Thanks to the generous support of the Southeastern Section of the American Urological Association, Dr. Maggie Lovin had an outstanding experience in Ulaanbaatar, Mongolia, where she worked with local urologists and patients at the National Center for Maternal and Child Health from October 20-28, 2018.
Dr. Lovin shares her experience:
“Our team was composed of two pediatric urologists, Dr. Carlos Angel and Dr. Angela Arlen and two pediatric anesthesiologists, Dr. Scott Stenquist and Dr. Laurie Steward, and myself. Our group bonded immediately, making working together effortless and enjoyable.
“We were hosted by the Pediatric Urology Department at National Center for Maternal and Child Health under the direction of Dr. Kurelbaatar Lkhagvademberrel. The 1500 bed hospital in the capital city is the main government referral hospital in Mongolia and provides free medical services to its patients through the national government insurance plan. There are six pediatric urologists serving approximately 1.2 million children in the country.
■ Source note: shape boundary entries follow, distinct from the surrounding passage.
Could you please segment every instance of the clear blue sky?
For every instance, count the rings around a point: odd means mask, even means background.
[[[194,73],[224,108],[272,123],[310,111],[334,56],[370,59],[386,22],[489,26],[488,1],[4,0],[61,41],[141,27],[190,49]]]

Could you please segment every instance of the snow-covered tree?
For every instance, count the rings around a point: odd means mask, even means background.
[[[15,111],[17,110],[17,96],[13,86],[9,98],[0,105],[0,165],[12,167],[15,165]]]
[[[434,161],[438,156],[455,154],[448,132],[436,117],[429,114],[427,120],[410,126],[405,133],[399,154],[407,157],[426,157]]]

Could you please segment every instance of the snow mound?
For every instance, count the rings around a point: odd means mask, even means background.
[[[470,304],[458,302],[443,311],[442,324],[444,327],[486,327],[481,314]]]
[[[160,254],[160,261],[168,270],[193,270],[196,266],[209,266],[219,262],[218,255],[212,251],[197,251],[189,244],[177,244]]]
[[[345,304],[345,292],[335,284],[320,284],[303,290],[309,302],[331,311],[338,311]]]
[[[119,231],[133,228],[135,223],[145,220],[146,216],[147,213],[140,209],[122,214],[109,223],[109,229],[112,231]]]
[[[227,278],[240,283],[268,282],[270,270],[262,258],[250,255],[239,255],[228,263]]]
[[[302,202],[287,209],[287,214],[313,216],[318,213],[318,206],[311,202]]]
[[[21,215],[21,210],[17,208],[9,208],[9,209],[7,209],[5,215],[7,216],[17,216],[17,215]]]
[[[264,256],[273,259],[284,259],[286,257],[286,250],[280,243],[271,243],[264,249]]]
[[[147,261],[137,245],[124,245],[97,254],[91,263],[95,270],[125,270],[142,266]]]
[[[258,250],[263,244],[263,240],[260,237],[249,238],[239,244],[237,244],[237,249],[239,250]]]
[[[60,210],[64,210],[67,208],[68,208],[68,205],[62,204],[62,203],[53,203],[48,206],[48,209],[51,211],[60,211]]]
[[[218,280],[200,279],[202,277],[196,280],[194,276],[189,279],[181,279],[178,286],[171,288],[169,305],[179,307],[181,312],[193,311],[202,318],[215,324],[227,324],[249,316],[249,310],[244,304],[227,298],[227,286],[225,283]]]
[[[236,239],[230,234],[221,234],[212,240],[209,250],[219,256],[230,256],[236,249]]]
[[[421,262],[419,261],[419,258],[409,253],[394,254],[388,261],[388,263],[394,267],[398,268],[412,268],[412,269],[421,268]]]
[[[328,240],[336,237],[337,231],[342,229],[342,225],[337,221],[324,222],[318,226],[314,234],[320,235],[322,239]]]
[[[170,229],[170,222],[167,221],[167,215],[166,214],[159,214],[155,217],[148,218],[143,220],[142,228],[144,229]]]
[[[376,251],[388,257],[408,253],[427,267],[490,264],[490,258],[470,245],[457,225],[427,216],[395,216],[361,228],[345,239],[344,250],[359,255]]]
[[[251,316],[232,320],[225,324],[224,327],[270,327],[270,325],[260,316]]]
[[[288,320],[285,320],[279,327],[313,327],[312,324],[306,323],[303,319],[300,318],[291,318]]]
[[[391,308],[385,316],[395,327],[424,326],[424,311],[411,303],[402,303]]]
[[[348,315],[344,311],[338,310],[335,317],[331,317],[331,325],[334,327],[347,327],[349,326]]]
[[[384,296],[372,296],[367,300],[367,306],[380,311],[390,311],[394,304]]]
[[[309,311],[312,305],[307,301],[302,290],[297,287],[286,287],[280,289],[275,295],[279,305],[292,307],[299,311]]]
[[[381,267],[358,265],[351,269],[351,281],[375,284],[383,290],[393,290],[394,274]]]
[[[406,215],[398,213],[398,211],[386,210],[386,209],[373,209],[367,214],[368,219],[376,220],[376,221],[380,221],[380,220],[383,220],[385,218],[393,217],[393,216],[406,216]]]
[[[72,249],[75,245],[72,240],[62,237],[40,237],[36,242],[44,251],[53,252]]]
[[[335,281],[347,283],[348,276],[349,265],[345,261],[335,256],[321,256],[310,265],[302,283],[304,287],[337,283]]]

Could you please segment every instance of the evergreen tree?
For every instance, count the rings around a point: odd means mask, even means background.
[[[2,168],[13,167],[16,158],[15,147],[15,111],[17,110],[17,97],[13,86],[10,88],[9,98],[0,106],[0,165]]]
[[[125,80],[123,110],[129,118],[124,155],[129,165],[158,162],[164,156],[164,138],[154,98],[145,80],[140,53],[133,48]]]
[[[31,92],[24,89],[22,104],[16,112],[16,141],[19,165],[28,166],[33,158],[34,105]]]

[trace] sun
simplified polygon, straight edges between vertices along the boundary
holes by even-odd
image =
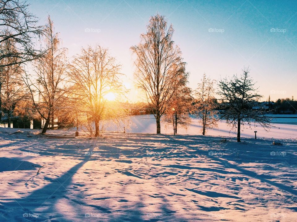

“After our flights, we got to work immediately the day we arrived to Ulaanbaatar. We conducted a busy 40 patient clinic that Sunday afternoon, booking 28 cases for the following week’s operating room schedule. We encountered a great variety of disease pathology including proximal hypospadias, ureteropelvic junction obstruction (UPJO), vesicoureteral reflux (VUR), urethral stricture, nephrolithiasis, epispadias-exstrophy complex, posterior urethral valves and disorders of sexual differentiation. We concluded our clinic Monday around mid-day, seeing 81 children in total.
“Monday afternoon, we began our surgical cases. We operated simultaneously with two surgical teams in separate operating rooms. This allowed ample time to teach the Mongolian surgeons the intricacies of several pediatric urologic procedures. The pediatric urologists were very eager to learn, and their enthusiasm for the workshop and their patients alike was contagious. In addition, this trip would not have been possible without our incredibly hard working operating room team, including the anesthesiologists, nurses and surgical scrub technicians. Together, we were able to treat several children with proximal hypospadias, ureteropelvic junction obstruction, vesicoureteral reflux and posterior urethral valves.
“On the last day of the workshop, we made rounds handing out soccer balls and toys to our patients to thank them for allowing us to be a part of their journey. The Mongolian parents presented us with Mongolian cashmere scarves and a traditional Mongolian game to thank us for helping their children. It was very touching to see people with so little to give, give so much.
“The Mongolian pediatric urologists made a conscious effort to make us feel at home in Ulaanbaatar. We worked hard all week, but took the afternoon of the last day off to have some fun. The Mongolian urologists took us sightseeing in the countryside. We rode camels, held eagles, and visited the Genghis Khan equestrian statue. The day ended with a Mongolian barbeque with our entire team.
“While this was my first global health mission, it certainly will not be my last. The people I met and the experiences I had in Mongolia have made an everlasting impact on my life. While there is great need for further pediatric urologic care in Mongolia and worldwide, organizations such as IVUmed are helping to bridge that gap. I would like to thank IVUmed and my physician mentors for this opportunity and I hope to use this experience as a stepping-stone to a lifelong commitment to international service.”